One of the strengths of this study was the evaluation of fracture patterns in comparison with BMI as a continuous variable, specifically, the finding that every 1-point increase in BMI can result in more complex DRFs (OR = 1.07). While counseling patients to lose weight to get to a specific BMI is helpful in setting goals, it may not be the most accurate way of describing disease characteristics or the risk of complications that exist with increasing weight.

More specific risk stratification has been sought in many areas of orthopedics. A 2016 article in the hip arthroplasty literature addressed this shortcoming in traditional reporting when they evaluated the “risk of complications and implant survival according to BMI as a continuous variable.”20 In that study, they used a BMI range of 27 to 32 kg/m2 as a reference because of the stable rate of implant revision or removal and were then able to identify “a 3% increased risk of implant revision or removal per unit of BMI for a BMI of >32 kg/m2 (HR, 1.03; p=0.002).” Such data will allow clinicians to provide more accurate assessment of risk to patients and may also be tied to reimbursement and/or insurance premiums.
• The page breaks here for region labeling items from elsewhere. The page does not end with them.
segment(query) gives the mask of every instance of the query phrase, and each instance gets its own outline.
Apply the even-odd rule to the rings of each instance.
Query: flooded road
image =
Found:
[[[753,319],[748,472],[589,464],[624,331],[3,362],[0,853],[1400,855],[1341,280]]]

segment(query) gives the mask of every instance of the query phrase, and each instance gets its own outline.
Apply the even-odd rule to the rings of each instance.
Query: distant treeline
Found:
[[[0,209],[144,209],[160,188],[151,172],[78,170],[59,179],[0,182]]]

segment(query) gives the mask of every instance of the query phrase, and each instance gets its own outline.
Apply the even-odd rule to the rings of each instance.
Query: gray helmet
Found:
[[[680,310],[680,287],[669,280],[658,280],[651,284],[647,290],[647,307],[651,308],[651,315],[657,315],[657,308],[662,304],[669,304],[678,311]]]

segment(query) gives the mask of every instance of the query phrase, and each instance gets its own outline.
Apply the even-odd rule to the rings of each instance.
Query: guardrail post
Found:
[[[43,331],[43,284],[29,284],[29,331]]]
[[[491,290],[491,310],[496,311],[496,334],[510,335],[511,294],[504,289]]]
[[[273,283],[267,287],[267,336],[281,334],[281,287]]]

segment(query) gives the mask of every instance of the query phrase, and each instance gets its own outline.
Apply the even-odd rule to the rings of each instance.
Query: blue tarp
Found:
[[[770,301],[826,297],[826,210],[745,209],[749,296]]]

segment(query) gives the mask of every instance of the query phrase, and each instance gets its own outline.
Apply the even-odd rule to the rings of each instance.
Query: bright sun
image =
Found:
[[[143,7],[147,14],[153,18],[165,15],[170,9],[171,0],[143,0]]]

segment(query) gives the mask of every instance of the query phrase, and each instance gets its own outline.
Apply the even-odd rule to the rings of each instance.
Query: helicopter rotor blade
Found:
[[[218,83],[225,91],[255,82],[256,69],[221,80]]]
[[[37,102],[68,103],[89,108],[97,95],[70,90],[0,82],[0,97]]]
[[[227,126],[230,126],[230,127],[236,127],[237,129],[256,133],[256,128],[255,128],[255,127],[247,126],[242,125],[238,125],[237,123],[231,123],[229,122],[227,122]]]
In conclusion, we were unable to identify BMI as a risk factor for failing nonoperative treatment. Our data suggest that an increasing BMI may result in less perceived disability. Finally, while it may not change clinical practice, it is notable that increasing BMI does lead to more complex DRFs.

Footnotes

Ethical Approval: This study was approved by our institutional review board.

Statement of Human and Animal Rights: Institutional review board approval was received for this study.

Statement of Informed Consent: The requirement for informed consent was waived due to the retrospective nature of the study.

Declaration of Conflicting Interests: The author(s) declared no potential conflicts of interest with respect to the research, authorship, and/or publication of this article.

Funding: The author(s) received no financial support for the research, authorship, and/or publication of this article.